Unlike other people, I didn’t have the social skills to enjoy the culture of college life. I was on the school newspaper staff and to this day people don’t remember I was a reporter and columnist. (I saved the clips, so at least I have the evidence.)

What was I if I wasn’t an outstanding student? If I wasn’t a section editor on the newspaper staff? If I was merely one of many programmers and consultants in univeristy computing services?

I felt like a failure in college. I still feel like a failure most days.

This isn’t about comparing myself to others, though that doesn’t help. It’s that I know, deep down, that I can and should always do much better on any given task.

No matter how valid the reason is for not being perfect, I dismiss it as an excuse.

Throughout three graduate degree programs, I earned one B+ grade, and that was because I was taking a statistics final right after two eye surgeries and wasn’t in a good place for speed reading or writing.

Think about it. I could not see, had been through various medical procedures, was diagnosed with anemia, and I still wasn’t happy with passing the hardest class I have ever taken.

Perfectionism isn’t merely wanting to be good… it is needing to be perfect.
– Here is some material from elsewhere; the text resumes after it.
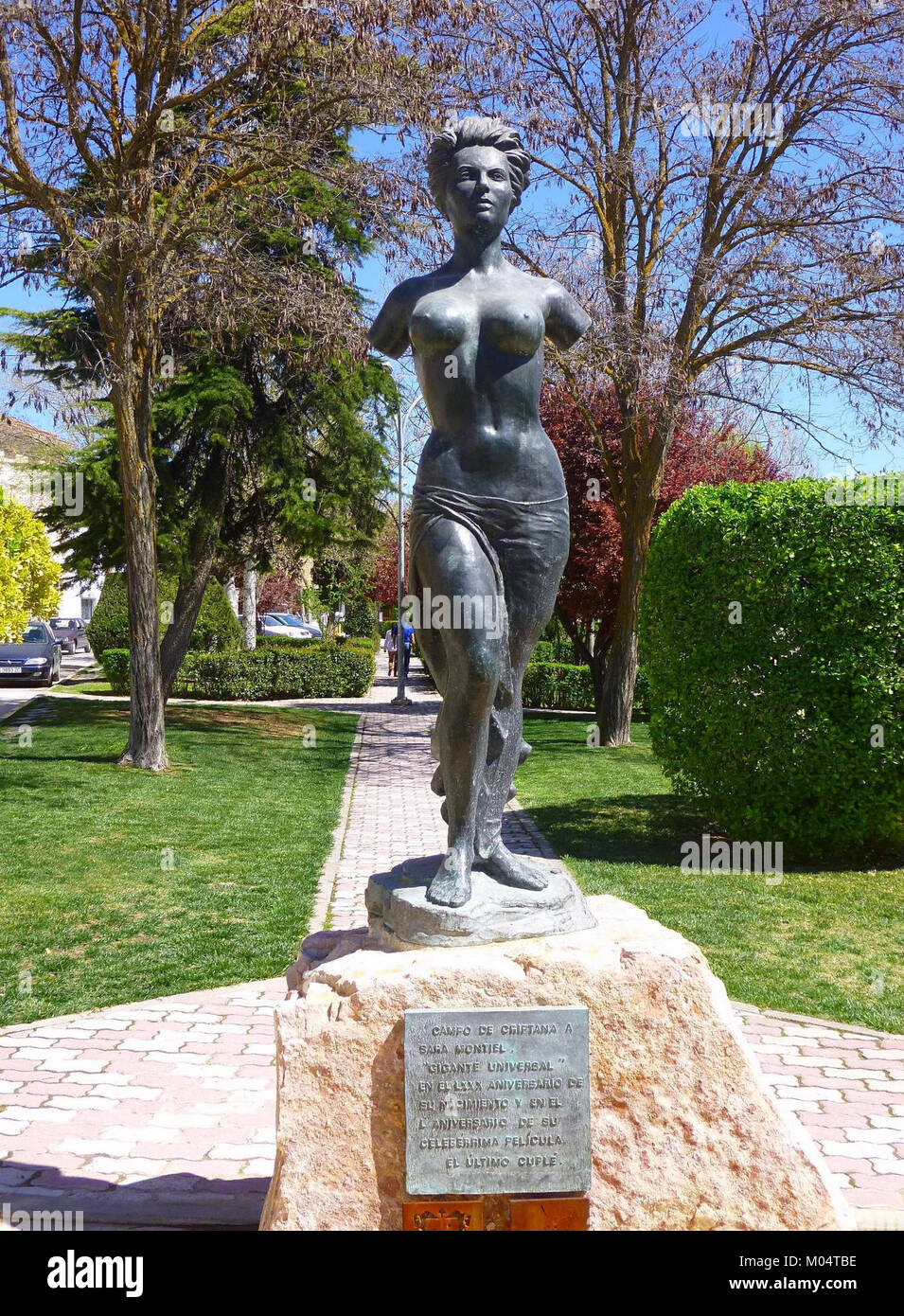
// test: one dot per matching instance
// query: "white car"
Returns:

It is hating yourself, despising yourself, because there’s no acceptable reason for not scoring 100 on every test, not playing every note perfectly, not being the best at something.
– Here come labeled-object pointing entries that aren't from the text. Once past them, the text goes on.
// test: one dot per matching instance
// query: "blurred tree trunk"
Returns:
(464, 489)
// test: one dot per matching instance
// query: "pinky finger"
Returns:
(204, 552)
I am haunted by two grades, even though I know I did my best in those courses under the circumstances. Yet, I cannot reason with myself.

Perfectionism is a weakness. It’s a disability. It prevents people from accepting themselves.

Parents and teachers need to take the problems of perfectionism seriously. It’s not enough to tell a student that missing a point or two is okay. Don’t assume the student is going to “get over it” with time.

The Neurodiverse struggle in ways that lead to imperfect work. Being an autistic perfectionist can be a miserable experience.